Active action potential (AP) properties were determined under current-clamp conditions; subsequently, the paired-pulse ratio (PPR) was determined in voltage-clamp mode in the same cell. These current-clamp and paired pulse-experiments were conducted using a BVC.700A amplifier (Dagan). Data were sampled at 100 kHz and filtered at 10 kHz with a Digidata 1322A interface controlled by pClamp software (Molecular Devices). Electrode resistance in the bath ranged from 3 to 4 mΩ, and series resistance ranged from 8 to 27 mΩ. The internal solution contained the following (in mm): potassium-gluconate 140, HEPES acid 5, EGTA 0.16, MgCl₂ 0.5, phosphocreatine-disodium 5, Alexa-594 100 μm, pH adjusted to 7.25 with KOH (290 mOsmol). The extracellular solution contained the following (in mm): NaCl 125, KCl 3, NaH₂PO₄ 1.25, NaHCO₃ 26, CaCl₂ 2, MgCl₂ 2, glucose 15, pH adjusted to 7.4 with NaOH (308 mOsmol). Holding potentials were corrected offline for a liquid junction potential of 15 mV.

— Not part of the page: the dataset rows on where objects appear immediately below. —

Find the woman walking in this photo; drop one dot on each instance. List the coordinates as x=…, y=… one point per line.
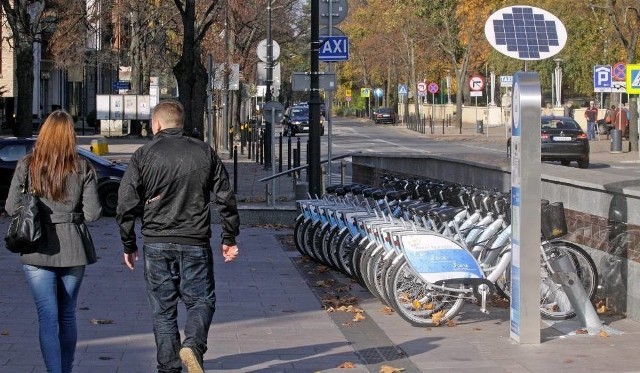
x=67, y=189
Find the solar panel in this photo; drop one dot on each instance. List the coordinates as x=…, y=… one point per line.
x=525, y=33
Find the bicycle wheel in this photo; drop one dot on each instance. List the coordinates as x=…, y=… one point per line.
x=414, y=300
x=308, y=237
x=299, y=229
x=554, y=302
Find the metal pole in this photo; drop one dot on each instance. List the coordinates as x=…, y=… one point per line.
x=268, y=95
x=315, y=174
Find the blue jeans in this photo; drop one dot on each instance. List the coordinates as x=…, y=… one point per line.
x=172, y=272
x=55, y=291
x=591, y=130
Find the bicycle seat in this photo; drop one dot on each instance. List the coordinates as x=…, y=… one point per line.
x=448, y=214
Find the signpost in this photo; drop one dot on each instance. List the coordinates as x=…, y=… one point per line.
x=526, y=43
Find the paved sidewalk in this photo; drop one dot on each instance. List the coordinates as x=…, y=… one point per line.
x=270, y=316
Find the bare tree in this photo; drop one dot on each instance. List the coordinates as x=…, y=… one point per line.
x=190, y=71
x=26, y=23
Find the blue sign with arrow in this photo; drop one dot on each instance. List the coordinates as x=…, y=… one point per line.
x=334, y=48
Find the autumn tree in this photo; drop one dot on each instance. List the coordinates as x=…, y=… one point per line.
x=191, y=74
x=25, y=19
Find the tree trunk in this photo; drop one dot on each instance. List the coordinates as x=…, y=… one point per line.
x=192, y=88
x=24, y=77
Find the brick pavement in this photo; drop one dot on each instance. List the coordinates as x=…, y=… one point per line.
x=270, y=319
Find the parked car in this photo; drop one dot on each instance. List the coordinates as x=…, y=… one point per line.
x=296, y=120
x=385, y=115
x=562, y=140
x=109, y=173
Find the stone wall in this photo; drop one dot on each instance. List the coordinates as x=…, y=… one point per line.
x=597, y=213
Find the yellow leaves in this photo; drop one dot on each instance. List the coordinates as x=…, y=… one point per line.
x=327, y=283
x=358, y=317
x=390, y=369
x=603, y=334
x=436, y=317
x=346, y=365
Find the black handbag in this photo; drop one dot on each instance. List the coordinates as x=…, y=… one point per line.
x=24, y=229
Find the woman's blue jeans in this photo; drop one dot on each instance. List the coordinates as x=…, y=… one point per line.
x=55, y=291
x=172, y=272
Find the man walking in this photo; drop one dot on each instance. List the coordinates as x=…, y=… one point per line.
x=591, y=115
x=174, y=176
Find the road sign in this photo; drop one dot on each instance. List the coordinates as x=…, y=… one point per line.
x=272, y=108
x=476, y=83
x=506, y=81
x=337, y=13
x=122, y=85
x=633, y=79
x=602, y=78
x=261, y=50
x=619, y=72
x=334, y=48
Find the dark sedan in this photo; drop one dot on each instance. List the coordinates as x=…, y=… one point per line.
x=562, y=140
x=385, y=115
x=109, y=173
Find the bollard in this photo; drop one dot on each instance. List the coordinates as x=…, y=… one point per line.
x=280, y=153
x=289, y=154
x=235, y=169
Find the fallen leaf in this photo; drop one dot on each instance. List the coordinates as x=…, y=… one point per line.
x=99, y=321
x=603, y=334
x=390, y=369
x=358, y=317
x=346, y=365
x=451, y=323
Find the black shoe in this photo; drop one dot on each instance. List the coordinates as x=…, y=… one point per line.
x=191, y=360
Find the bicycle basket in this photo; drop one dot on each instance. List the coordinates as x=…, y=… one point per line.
x=553, y=223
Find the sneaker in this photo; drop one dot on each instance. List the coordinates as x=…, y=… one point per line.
x=190, y=359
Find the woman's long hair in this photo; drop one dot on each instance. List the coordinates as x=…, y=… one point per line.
x=54, y=156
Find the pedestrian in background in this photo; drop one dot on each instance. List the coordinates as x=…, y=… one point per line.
x=568, y=109
x=591, y=115
x=54, y=267
x=174, y=176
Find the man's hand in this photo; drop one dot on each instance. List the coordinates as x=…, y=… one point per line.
x=229, y=252
x=131, y=259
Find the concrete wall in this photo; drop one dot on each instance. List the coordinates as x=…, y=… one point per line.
x=599, y=212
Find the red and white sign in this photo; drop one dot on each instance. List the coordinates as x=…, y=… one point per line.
x=476, y=83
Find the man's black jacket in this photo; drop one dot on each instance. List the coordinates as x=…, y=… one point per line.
x=174, y=176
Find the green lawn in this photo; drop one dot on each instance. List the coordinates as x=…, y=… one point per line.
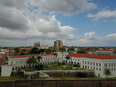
x=11, y=78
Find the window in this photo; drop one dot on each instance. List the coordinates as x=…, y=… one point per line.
x=90, y=63
x=96, y=68
x=96, y=64
x=105, y=64
x=112, y=64
x=99, y=64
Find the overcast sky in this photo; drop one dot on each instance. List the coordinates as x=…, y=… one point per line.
x=75, y=22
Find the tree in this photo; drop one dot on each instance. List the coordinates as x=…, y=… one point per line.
x=71, y=50
x=32, y=60
x=107, y=72
x=47, y=50
x=82, y=51
x=55, y=54
x=38, y=58
x=33, y=51
x=17, y=50
x=62, y=49
x=67, y=57
x=23, y=52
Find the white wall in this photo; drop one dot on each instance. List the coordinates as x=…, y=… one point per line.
x=6, y=70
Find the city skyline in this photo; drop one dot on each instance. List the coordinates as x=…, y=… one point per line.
x=75, y=22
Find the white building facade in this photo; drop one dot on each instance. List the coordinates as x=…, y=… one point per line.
x=98, y=63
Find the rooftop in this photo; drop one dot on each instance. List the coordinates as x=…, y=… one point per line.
x=92, y=56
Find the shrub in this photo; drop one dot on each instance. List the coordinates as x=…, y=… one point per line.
x=81, y=74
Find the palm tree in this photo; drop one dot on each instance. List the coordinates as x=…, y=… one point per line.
x=107, y=72
x=38, y=58
x=32, y=61
x=62, y=49
x=67, y=57
x=55, y=54
x=71, y=50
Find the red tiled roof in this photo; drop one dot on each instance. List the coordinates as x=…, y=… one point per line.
x=31, y=55
x=92, y=56
x=105, y=50
x=2, y=59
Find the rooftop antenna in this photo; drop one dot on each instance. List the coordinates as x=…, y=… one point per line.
x=25, y=39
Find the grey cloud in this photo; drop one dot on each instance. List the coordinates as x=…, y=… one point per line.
x=66, y=7
x=12, y=18
x=19, y=4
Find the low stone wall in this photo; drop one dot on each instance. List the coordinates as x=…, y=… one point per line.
x=59, y=83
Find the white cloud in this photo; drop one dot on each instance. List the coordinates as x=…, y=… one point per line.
x=66, y=7
x=105, y=20
x=103, y=14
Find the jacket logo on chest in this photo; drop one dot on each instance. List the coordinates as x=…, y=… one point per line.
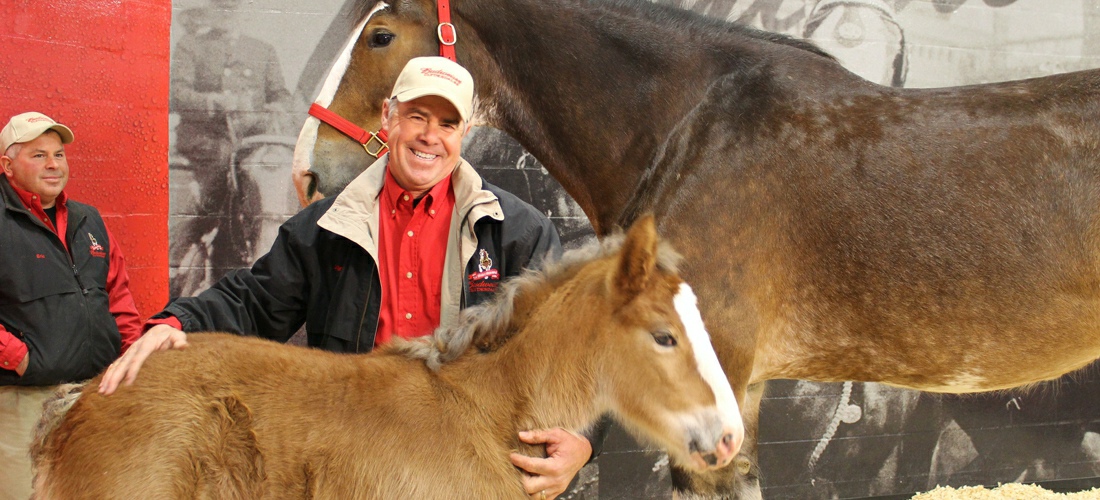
x=96, y=250
x=486, y=278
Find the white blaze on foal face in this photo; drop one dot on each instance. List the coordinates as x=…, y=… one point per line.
x=733, y=429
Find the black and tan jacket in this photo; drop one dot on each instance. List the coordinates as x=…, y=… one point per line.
x=322, y=268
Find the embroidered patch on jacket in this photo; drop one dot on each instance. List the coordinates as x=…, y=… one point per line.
x=96, y=250
x=486, y=278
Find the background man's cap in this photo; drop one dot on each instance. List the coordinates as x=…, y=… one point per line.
x=437, y=76
x=28, y=126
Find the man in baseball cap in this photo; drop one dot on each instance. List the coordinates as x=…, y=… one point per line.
x=437, y=76
x=28, y=126
x=420, y=235
x=69, y=310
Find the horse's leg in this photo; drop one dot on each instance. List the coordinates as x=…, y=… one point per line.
x=740, y=479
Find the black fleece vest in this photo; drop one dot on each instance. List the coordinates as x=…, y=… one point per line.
x=56, y=301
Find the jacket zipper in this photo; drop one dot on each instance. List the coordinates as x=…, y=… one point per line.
x=366, y=306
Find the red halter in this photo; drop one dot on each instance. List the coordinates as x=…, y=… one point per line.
x=447, y=39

Under these recording conditions, the resting membrane potential [mV] was −75.7 ± 1.9 (n = 8, control [hrGFP]) and −72.8 ± 1.6 (n = 12, shSLK-hrGFP), input resistance [mΩ] was 179.3 ± 13.2 and 230.7 ± 42.9, and cell capacitance [pF] was 144.2 ± 8.1 and 133.8 ± 18.9, respectively. The input-output relationship was determined using 500 ms depolarizing current injections to elicit trains of APs. Individual APs were elicited by 500 ms current injections and AP properties measured from the first AP elicit within 20 ms of the current injection (Ferrante et al., 2013). The peak potential was the maximum voltage attained, amplitude determined as the difference from AP threshold. The AP duration was determined as the duration at the half-maximal amplitude. The maximal depolarization and repolarization rates were the high and low points of the first derivation of the voltage trace. AP threshold was determined from the peak of the second derivative (Thome et al., 2014). The fast afterhyperpolarization amplitude was the difference between the maximum hyperpolarization reached within 5 ms of the AP and the AP threshold.

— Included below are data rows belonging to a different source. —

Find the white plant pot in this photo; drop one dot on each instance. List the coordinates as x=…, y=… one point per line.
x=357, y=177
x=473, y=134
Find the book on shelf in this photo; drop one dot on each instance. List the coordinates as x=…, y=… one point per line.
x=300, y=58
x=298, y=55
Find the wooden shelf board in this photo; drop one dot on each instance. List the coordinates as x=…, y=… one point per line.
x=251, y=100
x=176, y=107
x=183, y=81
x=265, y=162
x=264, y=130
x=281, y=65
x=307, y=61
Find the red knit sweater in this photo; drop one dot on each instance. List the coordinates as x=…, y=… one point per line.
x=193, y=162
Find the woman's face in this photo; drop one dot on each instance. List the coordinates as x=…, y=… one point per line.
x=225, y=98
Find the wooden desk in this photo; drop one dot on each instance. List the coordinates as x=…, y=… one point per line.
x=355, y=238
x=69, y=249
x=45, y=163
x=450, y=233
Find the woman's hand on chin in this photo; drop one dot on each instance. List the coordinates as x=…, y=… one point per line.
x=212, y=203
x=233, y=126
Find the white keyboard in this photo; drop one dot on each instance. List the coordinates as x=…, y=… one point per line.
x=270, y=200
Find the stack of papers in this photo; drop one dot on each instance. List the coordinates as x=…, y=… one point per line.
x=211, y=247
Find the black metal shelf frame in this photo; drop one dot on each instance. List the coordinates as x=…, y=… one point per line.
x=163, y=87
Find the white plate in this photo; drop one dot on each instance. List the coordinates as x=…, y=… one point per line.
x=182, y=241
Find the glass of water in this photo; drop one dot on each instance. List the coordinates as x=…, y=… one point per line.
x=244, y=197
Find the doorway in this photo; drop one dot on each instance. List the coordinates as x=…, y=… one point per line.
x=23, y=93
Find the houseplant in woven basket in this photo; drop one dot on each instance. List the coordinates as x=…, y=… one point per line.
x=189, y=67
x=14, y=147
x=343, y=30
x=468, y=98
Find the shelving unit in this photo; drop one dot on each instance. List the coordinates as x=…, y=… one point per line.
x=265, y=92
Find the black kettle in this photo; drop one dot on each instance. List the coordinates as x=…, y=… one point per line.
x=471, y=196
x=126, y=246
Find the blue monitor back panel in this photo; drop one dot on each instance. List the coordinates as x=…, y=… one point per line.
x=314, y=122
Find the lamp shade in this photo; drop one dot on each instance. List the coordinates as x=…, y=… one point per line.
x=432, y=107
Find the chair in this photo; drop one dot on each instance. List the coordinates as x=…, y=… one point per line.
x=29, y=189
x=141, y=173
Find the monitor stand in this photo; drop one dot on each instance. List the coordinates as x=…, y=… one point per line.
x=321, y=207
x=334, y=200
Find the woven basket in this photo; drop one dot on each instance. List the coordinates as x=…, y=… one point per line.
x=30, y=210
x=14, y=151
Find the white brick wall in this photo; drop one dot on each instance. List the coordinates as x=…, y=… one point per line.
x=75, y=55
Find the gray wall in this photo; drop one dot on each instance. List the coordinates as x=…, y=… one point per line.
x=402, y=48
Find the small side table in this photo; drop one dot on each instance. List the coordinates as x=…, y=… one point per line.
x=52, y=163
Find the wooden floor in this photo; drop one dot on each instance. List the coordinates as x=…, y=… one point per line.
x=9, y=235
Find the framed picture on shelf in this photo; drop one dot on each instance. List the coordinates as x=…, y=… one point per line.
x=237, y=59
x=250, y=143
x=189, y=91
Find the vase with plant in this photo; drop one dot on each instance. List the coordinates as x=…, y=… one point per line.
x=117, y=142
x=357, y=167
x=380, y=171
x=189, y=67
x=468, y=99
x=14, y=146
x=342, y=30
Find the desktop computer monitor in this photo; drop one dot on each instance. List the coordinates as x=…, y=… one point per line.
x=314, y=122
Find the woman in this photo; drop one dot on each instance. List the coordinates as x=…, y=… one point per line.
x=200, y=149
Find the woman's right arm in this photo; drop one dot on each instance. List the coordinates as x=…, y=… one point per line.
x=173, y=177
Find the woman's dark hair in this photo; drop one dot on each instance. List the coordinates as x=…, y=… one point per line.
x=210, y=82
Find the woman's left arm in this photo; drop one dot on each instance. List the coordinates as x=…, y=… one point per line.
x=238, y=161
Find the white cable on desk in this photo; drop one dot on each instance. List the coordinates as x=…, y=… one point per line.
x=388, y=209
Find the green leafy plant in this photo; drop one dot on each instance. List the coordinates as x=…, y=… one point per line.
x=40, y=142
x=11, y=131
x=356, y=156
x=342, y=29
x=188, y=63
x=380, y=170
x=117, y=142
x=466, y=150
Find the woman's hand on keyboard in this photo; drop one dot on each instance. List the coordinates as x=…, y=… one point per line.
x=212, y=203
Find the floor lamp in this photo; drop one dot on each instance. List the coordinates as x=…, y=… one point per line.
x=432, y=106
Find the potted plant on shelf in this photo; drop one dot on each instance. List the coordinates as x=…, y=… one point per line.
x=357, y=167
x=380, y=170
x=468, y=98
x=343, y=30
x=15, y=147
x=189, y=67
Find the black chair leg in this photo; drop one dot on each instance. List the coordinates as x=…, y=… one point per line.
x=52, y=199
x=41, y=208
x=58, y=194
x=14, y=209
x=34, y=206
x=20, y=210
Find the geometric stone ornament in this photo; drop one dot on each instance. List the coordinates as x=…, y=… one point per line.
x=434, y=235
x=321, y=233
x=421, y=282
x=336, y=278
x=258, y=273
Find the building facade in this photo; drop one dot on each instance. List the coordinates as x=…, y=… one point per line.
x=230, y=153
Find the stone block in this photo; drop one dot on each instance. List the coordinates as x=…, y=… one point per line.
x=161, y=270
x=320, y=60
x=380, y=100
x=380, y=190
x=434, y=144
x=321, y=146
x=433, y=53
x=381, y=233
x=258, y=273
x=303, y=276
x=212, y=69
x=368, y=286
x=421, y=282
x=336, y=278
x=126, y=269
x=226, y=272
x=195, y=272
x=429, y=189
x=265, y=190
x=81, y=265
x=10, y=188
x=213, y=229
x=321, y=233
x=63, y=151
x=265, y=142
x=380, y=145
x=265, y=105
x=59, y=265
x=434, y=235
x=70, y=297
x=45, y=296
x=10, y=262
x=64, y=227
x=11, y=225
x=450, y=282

The PPR was quantified at different interstimulus intervals (50-300 µA) as the amplitude ratio of IPSC2/IPSC1. For stimulation, a concentric bipolar electrode (FHC) was placed laterally at a distance of 70-250 µm from the recorded cell in layer 2/3. The membrane voltage was held at −60 mV, and CNQX and D-AP5 (10 and 25 μm, respectively) were included in the bath solution to block glutamatergic transmission.

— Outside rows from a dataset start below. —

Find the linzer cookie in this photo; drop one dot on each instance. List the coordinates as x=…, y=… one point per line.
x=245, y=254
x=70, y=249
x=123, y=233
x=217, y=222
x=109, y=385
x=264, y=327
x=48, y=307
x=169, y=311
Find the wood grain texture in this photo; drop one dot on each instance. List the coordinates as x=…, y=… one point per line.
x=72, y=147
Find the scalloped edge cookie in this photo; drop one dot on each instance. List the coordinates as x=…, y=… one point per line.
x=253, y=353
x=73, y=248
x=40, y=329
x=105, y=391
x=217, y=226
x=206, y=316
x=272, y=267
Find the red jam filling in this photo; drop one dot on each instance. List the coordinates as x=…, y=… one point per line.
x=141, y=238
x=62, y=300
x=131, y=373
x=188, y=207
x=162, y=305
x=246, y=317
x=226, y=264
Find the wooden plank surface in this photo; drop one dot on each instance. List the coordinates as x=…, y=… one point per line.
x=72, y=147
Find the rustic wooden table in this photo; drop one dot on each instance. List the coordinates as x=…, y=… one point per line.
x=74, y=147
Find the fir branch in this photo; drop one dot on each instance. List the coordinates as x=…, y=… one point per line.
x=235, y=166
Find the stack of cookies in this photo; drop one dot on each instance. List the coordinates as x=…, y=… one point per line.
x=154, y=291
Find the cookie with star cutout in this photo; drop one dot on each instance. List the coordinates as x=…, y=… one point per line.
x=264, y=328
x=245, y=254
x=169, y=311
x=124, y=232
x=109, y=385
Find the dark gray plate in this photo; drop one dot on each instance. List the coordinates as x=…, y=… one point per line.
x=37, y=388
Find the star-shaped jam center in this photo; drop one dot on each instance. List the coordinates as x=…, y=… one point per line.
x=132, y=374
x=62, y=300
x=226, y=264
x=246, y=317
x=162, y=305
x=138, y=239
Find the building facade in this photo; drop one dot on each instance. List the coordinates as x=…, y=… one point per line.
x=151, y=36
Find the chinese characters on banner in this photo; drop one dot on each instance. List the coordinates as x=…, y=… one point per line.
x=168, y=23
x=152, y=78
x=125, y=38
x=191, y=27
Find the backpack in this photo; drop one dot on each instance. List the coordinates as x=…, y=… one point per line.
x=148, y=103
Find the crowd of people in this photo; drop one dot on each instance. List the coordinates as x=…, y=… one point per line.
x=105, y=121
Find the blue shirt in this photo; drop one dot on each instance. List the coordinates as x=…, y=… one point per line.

Experimental design and statistical analysis

In this study, male and female mice were used in both the experimental and the control groups. Sample sizes and the appropriate controls are indicated in the figure legends. The following statistical tests were applied: repeated-measures two-way ANOVA with Sidak's multiple-comparisons test (dendrite number and length in vitro, dendrite number and Sholl analysis in vivo; see Figs. 1 and 2), one-way ANOVA with Sidak's multiple-comparisons test (Western blot analysis; see Fig. 1), two-way ANOVA with Sidak's multiple-comparisons test (dendrite number in vivo, PPR, and number of APs; see Fig. 4), two-way ANOVA with Tukey's multiple-comparisons test (synapse quantification in vivo; see Fig. 4), and unpaired two-tailed t test (electrophysiological measurements and SLK fluorescence quantification in dysmorphic neurons; see Figs. 4 and 5). Details about test statistics and degrees of freedom (for ANOVA as df = DFn, DFd) can be found in the figure legends. All SEs are indicated as the SEM. Statistical analyses were performed with Prism GraphPad (version 6.07).